しかし、インテルから数字が発表されると、すべてが一変する。誤解しないでほしい。インテルの木曜日午後の決算発表は、相変わらず魂を吸い取られるほど退屈だった。しかし、かつてのWintel覇権の礎石の一つとして、インテルの年間業績と予測は、PC業界全体の非公式なバロメーターとなっている。インテルの動向次第で、デスクトップエコシステム全体も動く。そして、同社が新たに発表した財務諸表の奥深くには、2013年、そしてそれ以降のPC業界を占う5つの前兆が隠されている。
1. PCは死んでいない
これは簡単です。今度評論家がPCは絶滅の道を辿ると言ってきたら、黙ってろと言いましょう。確かに、2012年のPC売上は若干減少しました。
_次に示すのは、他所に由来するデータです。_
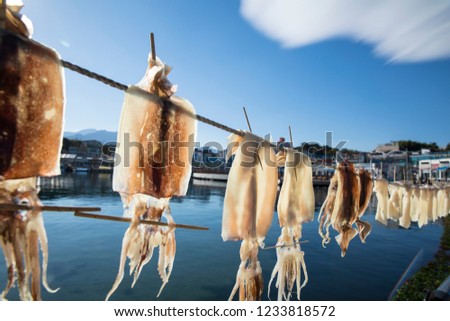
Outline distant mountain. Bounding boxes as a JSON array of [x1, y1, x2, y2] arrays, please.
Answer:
[[64, 129, 117, 144]]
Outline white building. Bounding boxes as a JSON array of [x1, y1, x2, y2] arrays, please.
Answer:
[[419, 158, 450, 180]]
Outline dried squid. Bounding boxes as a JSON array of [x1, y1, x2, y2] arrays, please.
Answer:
[[106, 51, 197, 300], [356, 169, 373, 243], [0, 178, 59, 300], [319, 162, 361, 257], [0, 1, 64, 300], [222, 133, 278, 301], [0, 1, 64, 179], [398, 185, 412, 229], [268, 148, 315, 301]]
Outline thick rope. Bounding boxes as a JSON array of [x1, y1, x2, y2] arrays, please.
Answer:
[[61, 59, 244, 136]]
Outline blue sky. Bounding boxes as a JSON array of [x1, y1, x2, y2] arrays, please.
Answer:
[[22, 0, 450, 151]]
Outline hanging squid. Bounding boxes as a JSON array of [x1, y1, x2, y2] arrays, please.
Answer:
[[319, 162, 360, 257], [0, 178, 59, 301], [398, 185, 412, 229], [356, 169, 373, 243], [222, 132, 278, 301], [268, 148, 315, 301], [0, 1, 64, 300], [0, 1, 64, 179], [373, 178, 389, 225], [106, 51, 197, 300]]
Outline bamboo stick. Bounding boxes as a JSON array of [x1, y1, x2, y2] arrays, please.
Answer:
[[289, 125, 297, 181], [150, 32, 156, 60], [242, 107, 264, 170], [0, 204, 102, 212], [263, 240, 309, 250], [75, 212, 209, 231]]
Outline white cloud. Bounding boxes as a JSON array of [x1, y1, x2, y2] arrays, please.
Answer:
[[241, 0, 450, 62]]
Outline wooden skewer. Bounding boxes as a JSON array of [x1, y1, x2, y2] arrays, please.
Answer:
[[150, 32, 156, 60], [263, 240, 309, 250], [242, 107, 264, 170], [0, 204, 102, 212], [0, 0, 6, 30], [289, 125, 297, 181], [75, 212, 209, 231], [242, 107, 253, 133]]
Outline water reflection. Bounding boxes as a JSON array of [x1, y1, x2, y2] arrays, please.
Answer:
[[0, 174, 442, 301]]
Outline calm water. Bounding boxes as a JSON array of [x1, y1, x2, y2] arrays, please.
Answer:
[[0, 174, 442, 301]]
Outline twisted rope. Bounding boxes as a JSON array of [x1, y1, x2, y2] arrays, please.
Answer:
[[61, 59, 244, 136]]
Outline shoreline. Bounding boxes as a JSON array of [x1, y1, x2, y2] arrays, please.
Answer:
[[393, 216, 450, 301]]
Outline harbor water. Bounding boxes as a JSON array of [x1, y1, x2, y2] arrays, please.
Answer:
[[0, 173, 442, 301]]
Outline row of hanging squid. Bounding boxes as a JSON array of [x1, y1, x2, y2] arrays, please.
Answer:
[[374, 179, 450, 229], [0, 1, 450, 300]]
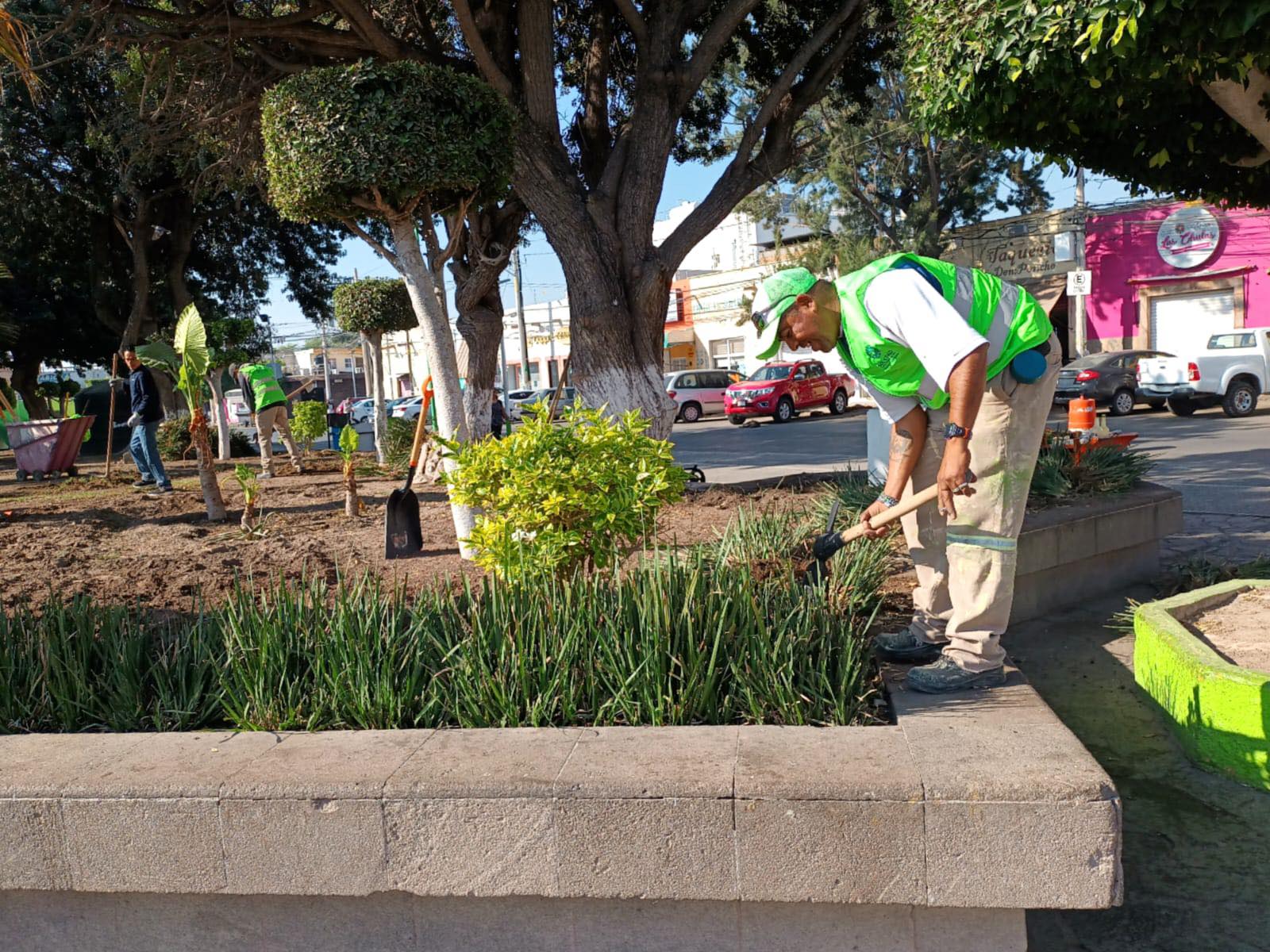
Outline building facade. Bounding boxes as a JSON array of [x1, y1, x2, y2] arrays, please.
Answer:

IntelのPCクライアントグループでは3%、業界全体では推定3~5%減少しました。しかし、デスクトップPCとノートパソコンは依然として大きな売上を上げています。
「(2012年の)出荷台数が3億5000万台であれば、市場が死んでいるとは言えません」と、ムーア・インサイツ・アンド・ストラテジーの創設者兼主席アナリスト、パトリック・ムーアヘッド氏は語る。「PC業界は減速しているかもしれませんが、決して死んではいません。」
インテルは2012年、533億ドル(そう、10億ドルに「B」が付く数字です)の売上高を獲得しました。これは毎週10億ドル以上を稼ぎ続けている計算になります。ちなみに、2012年のインテルのPC売上高は3%減少しましたが、実際の販売台数はわずか1%の減少でした。まさか、終わり?はは。
2. …しかし焦点は変化している
いいえ、コンシューマー向けPC市場が衰退したわけではありません。しかし、かつての驚異的な成長の時代は確実に終わりました。インテルは、2012年の低迷を受けて、2013年の売上高は1桁台の増加にとどまると予想しています。
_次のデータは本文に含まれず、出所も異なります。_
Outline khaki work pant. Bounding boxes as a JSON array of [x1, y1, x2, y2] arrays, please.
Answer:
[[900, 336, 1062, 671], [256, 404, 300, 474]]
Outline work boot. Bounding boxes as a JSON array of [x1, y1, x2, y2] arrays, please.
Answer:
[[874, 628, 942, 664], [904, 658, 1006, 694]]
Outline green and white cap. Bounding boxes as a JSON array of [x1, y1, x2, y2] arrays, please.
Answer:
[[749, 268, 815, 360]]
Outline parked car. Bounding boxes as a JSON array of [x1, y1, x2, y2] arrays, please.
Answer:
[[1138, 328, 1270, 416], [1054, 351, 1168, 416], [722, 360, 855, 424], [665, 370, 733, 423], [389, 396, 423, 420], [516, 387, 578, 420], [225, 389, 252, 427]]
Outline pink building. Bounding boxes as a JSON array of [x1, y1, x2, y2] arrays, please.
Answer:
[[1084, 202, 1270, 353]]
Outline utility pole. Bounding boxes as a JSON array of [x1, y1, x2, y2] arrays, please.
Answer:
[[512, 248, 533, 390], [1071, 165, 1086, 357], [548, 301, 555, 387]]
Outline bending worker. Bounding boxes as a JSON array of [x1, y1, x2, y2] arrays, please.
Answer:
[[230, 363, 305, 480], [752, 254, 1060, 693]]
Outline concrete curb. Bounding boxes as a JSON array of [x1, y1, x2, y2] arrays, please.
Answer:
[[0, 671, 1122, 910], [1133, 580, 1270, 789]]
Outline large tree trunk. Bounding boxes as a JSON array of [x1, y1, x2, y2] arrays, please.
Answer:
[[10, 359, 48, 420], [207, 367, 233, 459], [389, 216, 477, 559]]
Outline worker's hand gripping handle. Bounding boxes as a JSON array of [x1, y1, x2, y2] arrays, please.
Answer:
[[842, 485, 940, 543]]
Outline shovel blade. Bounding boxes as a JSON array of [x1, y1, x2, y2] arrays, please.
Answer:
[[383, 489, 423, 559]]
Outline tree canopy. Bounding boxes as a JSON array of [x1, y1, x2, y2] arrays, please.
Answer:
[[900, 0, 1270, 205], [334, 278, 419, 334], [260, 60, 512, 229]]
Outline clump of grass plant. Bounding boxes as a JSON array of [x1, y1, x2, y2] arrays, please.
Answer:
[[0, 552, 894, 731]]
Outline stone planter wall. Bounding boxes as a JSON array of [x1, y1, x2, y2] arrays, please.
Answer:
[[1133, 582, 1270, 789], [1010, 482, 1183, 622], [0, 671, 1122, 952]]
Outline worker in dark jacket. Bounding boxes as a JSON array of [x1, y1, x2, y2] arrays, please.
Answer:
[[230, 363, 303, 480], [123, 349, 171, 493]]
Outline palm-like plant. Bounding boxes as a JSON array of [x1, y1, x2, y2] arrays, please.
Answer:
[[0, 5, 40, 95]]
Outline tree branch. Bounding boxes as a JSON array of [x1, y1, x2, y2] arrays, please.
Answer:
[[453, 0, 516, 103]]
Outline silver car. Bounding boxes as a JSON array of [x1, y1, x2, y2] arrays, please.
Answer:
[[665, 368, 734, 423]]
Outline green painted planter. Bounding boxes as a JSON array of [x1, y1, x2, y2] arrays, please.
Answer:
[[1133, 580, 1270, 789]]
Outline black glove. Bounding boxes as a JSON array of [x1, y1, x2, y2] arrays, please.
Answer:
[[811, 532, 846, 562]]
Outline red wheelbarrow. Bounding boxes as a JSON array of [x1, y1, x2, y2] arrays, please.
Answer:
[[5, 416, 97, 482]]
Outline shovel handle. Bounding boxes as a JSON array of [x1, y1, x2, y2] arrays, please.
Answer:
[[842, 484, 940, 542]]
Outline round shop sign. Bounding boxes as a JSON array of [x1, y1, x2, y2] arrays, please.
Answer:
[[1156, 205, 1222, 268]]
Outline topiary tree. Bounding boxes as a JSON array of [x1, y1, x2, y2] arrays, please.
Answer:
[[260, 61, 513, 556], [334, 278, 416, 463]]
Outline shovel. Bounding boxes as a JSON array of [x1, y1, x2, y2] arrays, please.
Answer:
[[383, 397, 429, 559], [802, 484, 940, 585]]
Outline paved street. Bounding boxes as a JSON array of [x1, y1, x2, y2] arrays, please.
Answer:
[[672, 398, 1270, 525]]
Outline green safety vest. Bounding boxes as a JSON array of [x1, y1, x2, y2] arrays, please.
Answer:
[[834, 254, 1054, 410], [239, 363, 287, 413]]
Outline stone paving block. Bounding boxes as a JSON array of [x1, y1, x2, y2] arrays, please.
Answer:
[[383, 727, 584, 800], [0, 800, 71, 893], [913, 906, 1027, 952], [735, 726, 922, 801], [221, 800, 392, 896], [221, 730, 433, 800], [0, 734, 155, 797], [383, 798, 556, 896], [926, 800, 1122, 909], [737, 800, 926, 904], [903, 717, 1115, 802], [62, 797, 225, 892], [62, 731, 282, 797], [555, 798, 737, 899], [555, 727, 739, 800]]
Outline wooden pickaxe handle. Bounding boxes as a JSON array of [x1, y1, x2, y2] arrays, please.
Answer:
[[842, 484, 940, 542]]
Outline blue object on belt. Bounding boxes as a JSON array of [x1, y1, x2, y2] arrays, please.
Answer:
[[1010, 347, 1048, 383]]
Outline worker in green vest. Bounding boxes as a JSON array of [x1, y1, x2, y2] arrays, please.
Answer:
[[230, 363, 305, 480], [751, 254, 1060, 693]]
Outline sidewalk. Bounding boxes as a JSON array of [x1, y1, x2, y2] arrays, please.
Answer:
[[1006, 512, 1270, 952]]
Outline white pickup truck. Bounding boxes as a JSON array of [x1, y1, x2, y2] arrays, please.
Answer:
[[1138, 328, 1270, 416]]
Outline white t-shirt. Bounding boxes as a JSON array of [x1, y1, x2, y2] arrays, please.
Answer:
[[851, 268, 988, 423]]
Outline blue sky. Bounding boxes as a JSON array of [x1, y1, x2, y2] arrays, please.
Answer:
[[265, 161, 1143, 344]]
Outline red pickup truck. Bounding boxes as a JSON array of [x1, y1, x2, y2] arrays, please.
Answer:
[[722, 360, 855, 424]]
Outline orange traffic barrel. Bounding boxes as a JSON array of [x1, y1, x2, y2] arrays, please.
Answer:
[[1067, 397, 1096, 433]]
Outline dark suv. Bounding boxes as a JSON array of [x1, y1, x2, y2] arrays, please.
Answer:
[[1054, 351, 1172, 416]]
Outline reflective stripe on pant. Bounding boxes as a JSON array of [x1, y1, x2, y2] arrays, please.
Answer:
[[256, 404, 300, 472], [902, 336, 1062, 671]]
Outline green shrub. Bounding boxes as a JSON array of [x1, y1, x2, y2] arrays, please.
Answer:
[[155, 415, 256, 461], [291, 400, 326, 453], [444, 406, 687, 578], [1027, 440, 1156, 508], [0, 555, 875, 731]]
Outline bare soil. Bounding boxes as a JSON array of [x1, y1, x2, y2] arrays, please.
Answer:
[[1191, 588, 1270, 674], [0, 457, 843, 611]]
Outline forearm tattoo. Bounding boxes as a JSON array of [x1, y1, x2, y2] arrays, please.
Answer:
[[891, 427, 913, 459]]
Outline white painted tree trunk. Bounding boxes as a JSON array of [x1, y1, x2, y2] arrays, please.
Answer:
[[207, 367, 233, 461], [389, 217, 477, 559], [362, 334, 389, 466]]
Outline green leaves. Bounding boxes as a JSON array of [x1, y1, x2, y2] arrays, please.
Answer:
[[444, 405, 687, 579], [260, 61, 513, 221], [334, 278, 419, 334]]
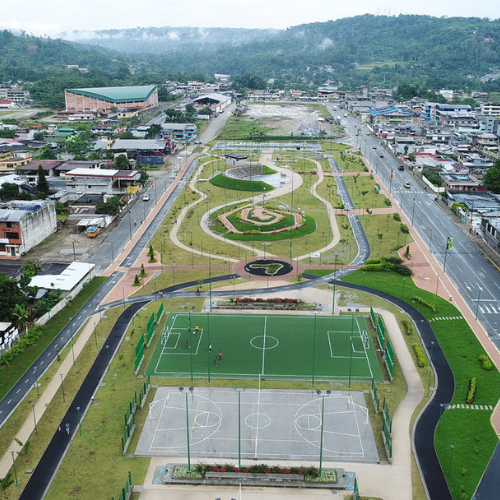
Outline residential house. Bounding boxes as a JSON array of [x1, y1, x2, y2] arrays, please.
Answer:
[[0, 200, 57, 259]]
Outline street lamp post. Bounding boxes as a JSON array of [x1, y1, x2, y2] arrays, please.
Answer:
[[448, 445, 455, 476], [179, 387, 194, 472], [10, 451, 19, 486], [476, 287, 483, 321], [61, 373, 66, 403], [427, 342, 434, 397], [76, 406, 83, 438], [33, 368, 40, 396], [31, 402, 38, 432], [233, 385, 247, 470], [316, 389, 332, 476], [71, 337, 76, 368]]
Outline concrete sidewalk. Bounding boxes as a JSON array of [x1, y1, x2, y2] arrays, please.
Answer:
[[0, 314, 99, 477]]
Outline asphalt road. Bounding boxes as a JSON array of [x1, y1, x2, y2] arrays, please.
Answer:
[[0, 273, 123, 427], [336, 108, 500, 348]]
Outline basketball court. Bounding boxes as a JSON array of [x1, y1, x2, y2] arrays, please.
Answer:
[[135, 387, 379, 462]]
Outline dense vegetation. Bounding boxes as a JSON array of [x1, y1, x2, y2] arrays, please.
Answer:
[[0, 14, 500, 108]]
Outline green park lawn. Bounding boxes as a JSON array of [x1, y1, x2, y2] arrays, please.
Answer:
[[343, 271, 500, 498]]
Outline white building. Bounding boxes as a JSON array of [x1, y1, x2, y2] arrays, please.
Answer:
[[0, 200, 57, 259]]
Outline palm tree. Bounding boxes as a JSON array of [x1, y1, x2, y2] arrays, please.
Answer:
[[12, 304, 30, 330]]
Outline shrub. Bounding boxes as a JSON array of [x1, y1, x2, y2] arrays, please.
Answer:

インテルは、業界の動向を予感し、ラインナップの多様化に注力しています。もちろん、その第一歩は、あの厄介なタブレットです。インテルの決算説明会の冒頭で、CFOのステイシー・スミス氏は、Ultrabookやデスクトッププロセッサへの期待を語るのと同じくらい、2013年のモバイル向け取り組みについて熱く語りました。これは、インテルの新たなトレンドを示唆しています。CESでは、インテルのタブレット向けプロセッサ「Bay Trail」とスマートフォン向けプロセッサ「Lexington」が、近日発売予定の「Haswell」CPUと同じくらい注目を集めました。
同社はまた、ビジネス顧客、そして今やユビキタスとなったクラウドにも重点を置いています。サーバーに特化するデータセンターグループは、2012年に唯一増収を達成した部門であり、インテルはDCGの売上高が今年2桁成長を達成すると予想しています。サーバーとモバイル技術への新たな注力は、インテルに市場を2倍に拡大する絶好の機会をもたらします。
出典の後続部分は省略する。